"If you run, you are a runner.
It doesn't matter how fast or how far.
It doesn't matter if today is your first day or if you've been running for twenty years.
There is no test to pass, no license to earn, no membership card to get.
You just run."
-- John Bingam
Everybody can be a runner. You can do it anywhere, anytime. Maybe you get into it for the physical benefits, particularly weight loss... but it's the mental benefits that will impact you most: focus, freedom, stress relief, mental toughness, purpose, perseverance and patience.
Oh, and you'll look better and improve your sexual performance.
Running is self-expression and self-discovery. So why not share your adventures and learn from others? Your ability, experience and time splits aren't important here... if you run, you're one of us: welcome to the GAF Running Club!
"It's very hard to understand in the beginning that the whole idea is not to beat the other runners.
Eventually you learn that the competition is against the little voice inside you that wants to quit."
-- George Seehan
Motivation is key. It's different for everyone and it changes over time. Today you're reading this thread. Tomorrow GAF may inspire you to go for a walk or jog or run a marathon. Never run aimlessly: set goals.

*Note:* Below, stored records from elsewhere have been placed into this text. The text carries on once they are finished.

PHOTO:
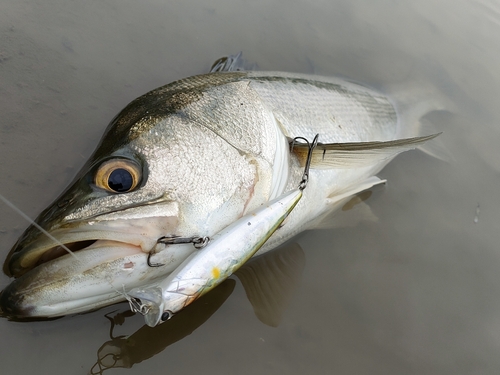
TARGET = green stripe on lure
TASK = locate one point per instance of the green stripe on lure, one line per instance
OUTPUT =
(226, 253)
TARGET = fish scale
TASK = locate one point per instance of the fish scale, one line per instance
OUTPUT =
(207, 150)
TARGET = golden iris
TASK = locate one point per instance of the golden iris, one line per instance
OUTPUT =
(118, 175)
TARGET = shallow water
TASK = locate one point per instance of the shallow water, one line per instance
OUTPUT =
(415, 292)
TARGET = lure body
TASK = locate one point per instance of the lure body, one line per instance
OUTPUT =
(208, 267)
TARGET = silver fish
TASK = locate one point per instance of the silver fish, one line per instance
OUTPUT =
(186, 160)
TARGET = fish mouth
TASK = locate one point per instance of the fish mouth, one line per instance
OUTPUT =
(108, 258)
(75, 237)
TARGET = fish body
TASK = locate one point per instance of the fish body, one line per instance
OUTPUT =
(205, 269)
(188, 159)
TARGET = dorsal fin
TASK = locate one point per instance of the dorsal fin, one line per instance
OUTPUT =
(356, 154)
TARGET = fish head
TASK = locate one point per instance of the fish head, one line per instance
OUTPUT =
(158, 171)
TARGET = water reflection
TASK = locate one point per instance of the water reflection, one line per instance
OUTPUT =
(126, 351)
(269, 282)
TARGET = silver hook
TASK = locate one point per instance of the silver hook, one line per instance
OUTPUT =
(312, 146)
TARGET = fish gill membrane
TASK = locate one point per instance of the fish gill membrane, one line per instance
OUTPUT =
(234, 125)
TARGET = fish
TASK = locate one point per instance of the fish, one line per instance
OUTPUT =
(207, 268)
(185, 161)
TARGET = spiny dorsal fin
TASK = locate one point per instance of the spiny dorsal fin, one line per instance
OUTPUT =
(270, 280)
(356, 154)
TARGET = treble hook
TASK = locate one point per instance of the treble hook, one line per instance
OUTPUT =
(311, 146)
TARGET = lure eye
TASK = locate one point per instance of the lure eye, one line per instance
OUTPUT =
(166, 316)
(118, 175)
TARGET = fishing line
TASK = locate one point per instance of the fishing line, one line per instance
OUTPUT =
(11, 205)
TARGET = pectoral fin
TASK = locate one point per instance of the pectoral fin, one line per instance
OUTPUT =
(270, 281)
(356, 154)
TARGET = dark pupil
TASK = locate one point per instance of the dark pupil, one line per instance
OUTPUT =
(120, 180)
(165, 316)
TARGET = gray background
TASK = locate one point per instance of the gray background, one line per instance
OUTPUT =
(416, 292)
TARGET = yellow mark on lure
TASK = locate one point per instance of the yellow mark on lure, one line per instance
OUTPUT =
(216, 272)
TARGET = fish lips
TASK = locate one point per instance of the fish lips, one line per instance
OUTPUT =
(127, 226)
(101, 275)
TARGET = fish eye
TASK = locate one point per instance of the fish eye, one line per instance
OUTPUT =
(118, 175)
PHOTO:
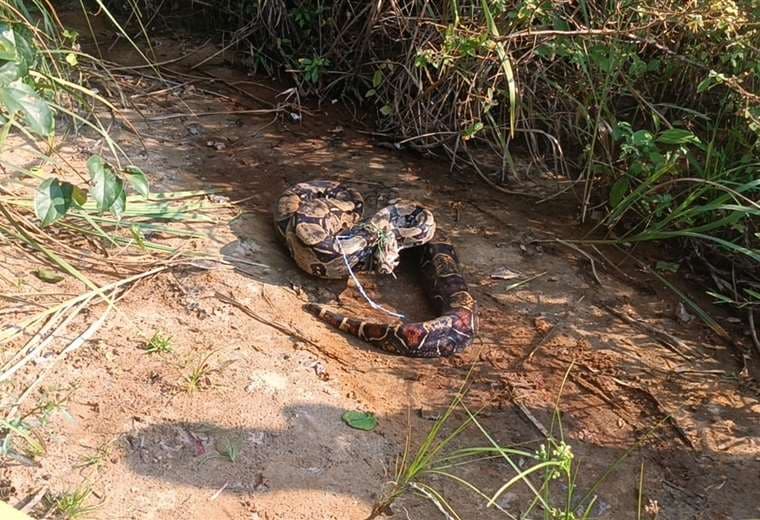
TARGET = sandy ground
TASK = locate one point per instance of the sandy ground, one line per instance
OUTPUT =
(159, 449)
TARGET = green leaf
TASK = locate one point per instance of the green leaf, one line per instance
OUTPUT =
(52, 200)
(120, 204)
(108, 190)
(618, 191)
(360, 420)
(470, 132)
(48, 275)
(20, 97)
(9, 72)
(79, 196)
(678, 136)
(641, 138)
(95, 165)
(137, 234)
(138, 180)
(7, 43)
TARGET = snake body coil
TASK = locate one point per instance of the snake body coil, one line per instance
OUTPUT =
(320, 222)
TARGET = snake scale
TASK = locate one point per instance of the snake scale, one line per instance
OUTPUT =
(321, 223)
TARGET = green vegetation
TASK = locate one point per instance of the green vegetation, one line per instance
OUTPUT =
(159, 344)
(548, 472)
(649, 108)
(74, 504)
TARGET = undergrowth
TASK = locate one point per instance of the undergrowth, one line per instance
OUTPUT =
(545, 476)
(647, 109)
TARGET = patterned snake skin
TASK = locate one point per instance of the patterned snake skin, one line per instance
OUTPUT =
(325, 210)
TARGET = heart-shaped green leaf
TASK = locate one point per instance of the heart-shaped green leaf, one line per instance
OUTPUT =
(95, 165)
(7, 43)
(138, 180)
(20, 97)
(10, 71)
(79, 196)
(108, 191)
(48, 275)
(52, 200)
(360, 420)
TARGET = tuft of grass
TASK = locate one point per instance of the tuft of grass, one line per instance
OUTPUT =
(72, 505)
(98, 458)
(199, 377)
(159, 344)
(548, 471)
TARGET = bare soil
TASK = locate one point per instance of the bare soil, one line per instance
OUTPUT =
(159, 448)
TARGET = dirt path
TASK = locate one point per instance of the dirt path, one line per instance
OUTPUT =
(160, 449)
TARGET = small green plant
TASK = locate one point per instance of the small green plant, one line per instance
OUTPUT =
(313, 68)
(199, 376)
(18, 436)
(547, 471)
(73, 504)
(98, 458)
(229, 449)
(159, 344)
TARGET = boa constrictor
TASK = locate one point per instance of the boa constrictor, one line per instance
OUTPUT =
(321, 224)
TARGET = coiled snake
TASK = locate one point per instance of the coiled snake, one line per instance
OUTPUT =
(321, 224)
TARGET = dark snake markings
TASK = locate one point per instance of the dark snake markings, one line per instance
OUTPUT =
(310, 216)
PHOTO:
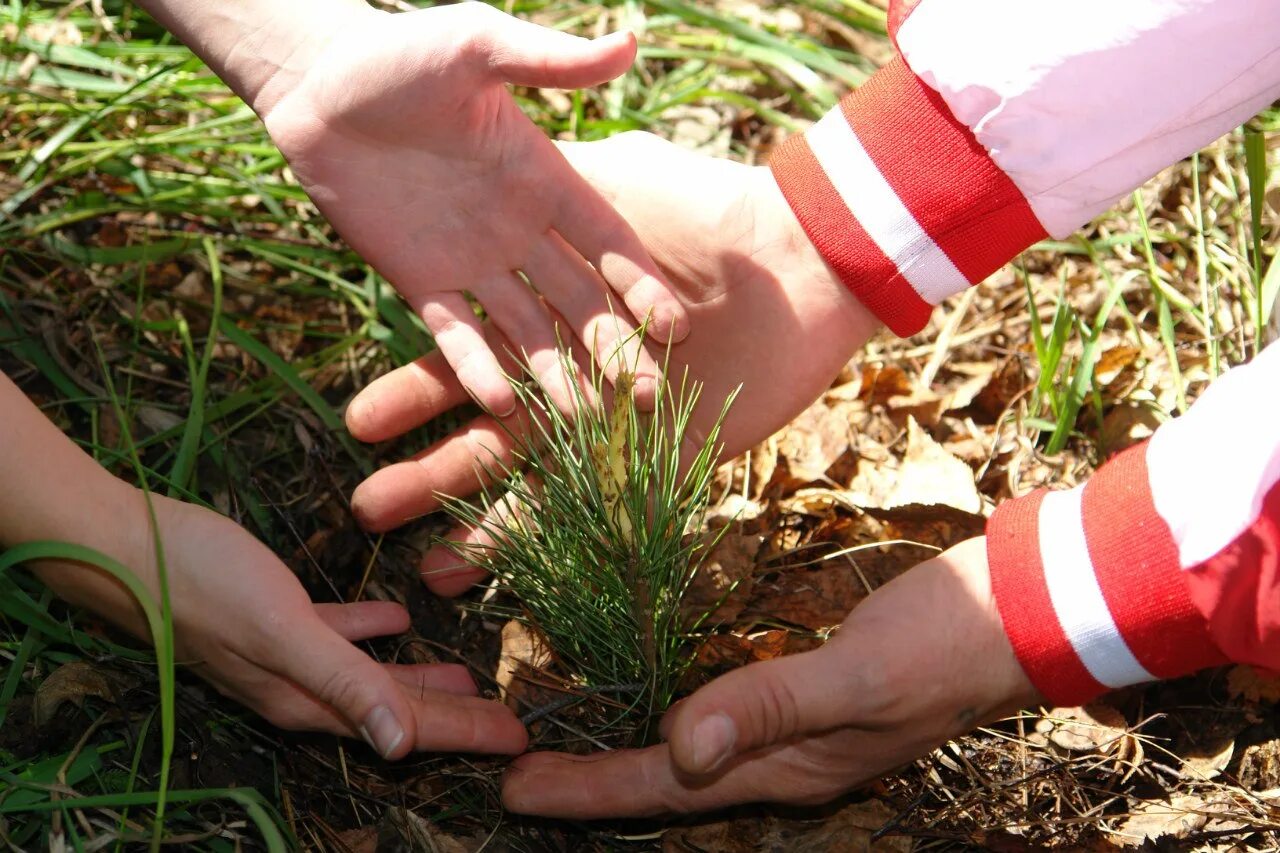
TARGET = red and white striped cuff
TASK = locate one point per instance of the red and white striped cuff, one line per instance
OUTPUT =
(1091, 587)
(901, 200)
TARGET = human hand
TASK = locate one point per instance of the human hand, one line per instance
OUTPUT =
(922, 660)
(245, 624)
(768, 314)
(403, 132)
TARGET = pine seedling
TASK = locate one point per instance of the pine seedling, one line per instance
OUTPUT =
(593, 530)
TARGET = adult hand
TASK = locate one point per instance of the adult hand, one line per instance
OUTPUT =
(768, 315)
(405, 133)
(922, 660)
(246, 625)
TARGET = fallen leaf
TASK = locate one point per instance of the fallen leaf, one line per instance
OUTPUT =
(850, 830)
(1128, 424)
(1260, 766)
(814, 598)
(1005, 384)
(357, 840)
(929, 475)
(1096, 728)
(1248, 683)
(722, 585)
(423, 835)
(1207, 761)
(1155, 820)
(880, 383)
(524, 652)
(814, 441)
(69, 683)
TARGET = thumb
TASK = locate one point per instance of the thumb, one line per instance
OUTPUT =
(351, 683)
(525, 54)
(758, 706)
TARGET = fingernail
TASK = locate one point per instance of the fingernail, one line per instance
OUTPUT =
(713, 742)
(673, 324)
(382, 730)
(645, 392)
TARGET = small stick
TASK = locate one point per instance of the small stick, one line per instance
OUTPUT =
(571, 698)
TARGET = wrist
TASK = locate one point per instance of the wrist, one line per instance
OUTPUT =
(261, 49)
(810, 284)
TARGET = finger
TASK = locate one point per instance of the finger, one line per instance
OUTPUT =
(758, 706)
(627, 783)
(447, 569)
(458, 464)
(421, 679)
(460, 337)
(365, 619)
(444, 571)
(417, 392)
(352, 684)
(525, 54)
(568, 283)
(405, 398)
(604, 238)
(366, 696)
(520, 314)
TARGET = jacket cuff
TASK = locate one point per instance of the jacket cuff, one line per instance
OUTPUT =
(901, 200)
(1091, 589)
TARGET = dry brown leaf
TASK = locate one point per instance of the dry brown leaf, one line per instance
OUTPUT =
(421, 835)
(359, 840)
(931, 474)
(1208, 760)
(1155, 820)
(1128, 424)
(1006, 383)
(814, 441)
(849, 830)
(1096, 728)
(723, 582)
(1260, 766)
(722, 652)
(524, 652)
(880, 383)
(69, 683)
(1112, 361)
(1253, 685)
(812, 598)
(54, 32)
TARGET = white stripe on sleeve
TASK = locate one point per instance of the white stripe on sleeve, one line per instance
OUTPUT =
(1079, 101)
(1211, 469)
(1077, 597)
(881, 213)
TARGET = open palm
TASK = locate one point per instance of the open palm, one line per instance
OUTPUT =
(405, 135)
(767, 315)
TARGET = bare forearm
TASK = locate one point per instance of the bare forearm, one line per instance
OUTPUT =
(54, 491)
(260, 48)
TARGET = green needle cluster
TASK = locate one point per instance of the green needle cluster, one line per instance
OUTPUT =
(594, 529)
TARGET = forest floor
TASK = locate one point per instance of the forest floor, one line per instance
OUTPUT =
(126, 169)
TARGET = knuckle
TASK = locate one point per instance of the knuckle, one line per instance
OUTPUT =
(775, 712)
(341, 690)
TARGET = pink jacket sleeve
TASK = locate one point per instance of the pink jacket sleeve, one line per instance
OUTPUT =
(1166, 561)
(1000, 123)
(1005, 121)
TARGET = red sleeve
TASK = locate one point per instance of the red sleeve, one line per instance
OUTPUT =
(1001, 123)
(1164, 562)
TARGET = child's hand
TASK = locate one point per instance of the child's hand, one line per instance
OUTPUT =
(768, 313)
(245, 624)
(922, 660)
(403, 132)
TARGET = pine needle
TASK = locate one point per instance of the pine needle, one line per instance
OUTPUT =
(594, 532)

Your goal should have personal meaning (don't let others set goals for you) and be challenging yet doable (be honest about your abilities.) Sharing your goal with people who support you, like family, friends, partners and fellow GAFfers builds commitment and holds you accountable. Because of real life, injury and the release of your favorite videogame, you will fail some goals. Don't sweat it... Learn from the experience. Set a new goal. Go run.
Tips for beginners:
- Getting off your butt and out the door is a big step. Don't worry if you can't maintain pace over a significant distance, your first priority is getting used to moving. Even a brisk walk builds the stamina and muscles you need to eventually run properly. A lot of beginner programs alternate walking and jogging for this reason. Be patient: speed will come.
- Couch to 5K is a proven beginner program supported by podcasts, a website and a mobile app to get you in shape.
- Invest in shoes that fit you: get your first pair at a running store where staff can look at your footstrikes and posture. Heed their advice even if the shoes they recommend don't have the color or model you like. Just as boxers don't wail on bags without good gloves, your feet should not be pounding the ground without proper protection. Oh, and don't skimp on the socks... you want those fitting snugly to prevent blisters.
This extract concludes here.